Nearly Minimax Optimal Submodular Maximization with Bandit Feedback
Artin Tajdini, Lalit Jain, Kevin Jamieson
TL;DR
We study maximizing an unknown monotone submodular function $f$ under a cardinality constraint with bandit feedback. The paper develops minimax lower bounds on robust greedy regret $R_{gr}$ and introduces Sub-UCB, an algorithm that interpolates between greedy exploration and full-set UCB. The main results show $R_{gr} = \tilde{\Omega}(\min_{0\le L\le k}(L^{1/3}n^{1/3}T^{2/3} + \sqrt{{n \choose k - L}T}))$ and $R_{gr} = \tilde{\mathcal{O}}(\min_{L\le k}(L n^{1/3}T^{2/3} + \sqrt{{n \choose k - L}T}))$ for Sub-UCB, establishing minimax optimality up to logarithmic factors. This work provides the first tight results for submodular bandits with bandit feedback and offers practical guidance on balancing partial greedy growth with exploration to achieve near-optimal performance.
Abstract
We consider maximizing an unknown monotonic, submodular set function $f: 2^{[n]} \rightarrow [0,1]$ with cardinality constraint under stochastic bandit feedback.
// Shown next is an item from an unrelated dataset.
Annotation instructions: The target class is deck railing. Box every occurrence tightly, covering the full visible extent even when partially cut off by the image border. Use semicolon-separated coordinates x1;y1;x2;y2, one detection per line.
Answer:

At each time $t=1,\dots,T$ the learner chooses a set $S_t \subset [n]$ with $|S_t| \leq k$ and receives reward $f(S_t) + η_t$ where $η_t$ is mean-zero sub-Gaussian noise. The objective is to minimize the learner's regret with respect to an approximation of the maximum $f(S_*)$ with $|S_*| = k$, obtained through robust greedy maximization of $f$. To date, the best regret bound in the literature scales as $k n^{1/3} T^{2/3}$. And by trivially treating every set as a unique arm one deduces that $\sqrt{ {n \choose k} T }$ is also achievable using standard multi-armed bandit algorithms. In this work, we establish the first minimax lower bound for this setting that scales like $\tildeΩ(\min_{L \le k}(L^{1/3}n^{1/3}T^{2/3} + \sqrt{{n \choose k - L}T}))$. For a slightly restricted algorithm class, we prove a stronger regret lower bound of $\tildeΩ(\min_{L \le k}(Ln^{1/3}T^{2/3} + \sqrt{{n \choose k - L}T}))$. Moreover, we propose an algorithm Sub-UCB that achieves regret $\tilde{\mathcal{O}}(\min_{L \le k}(Ln^{1/3}T^{2/3} + \sqrt{{n \choose k - L}T}))$ capable of matching the lower bound on regret for the restricted class up to logarithmic factors.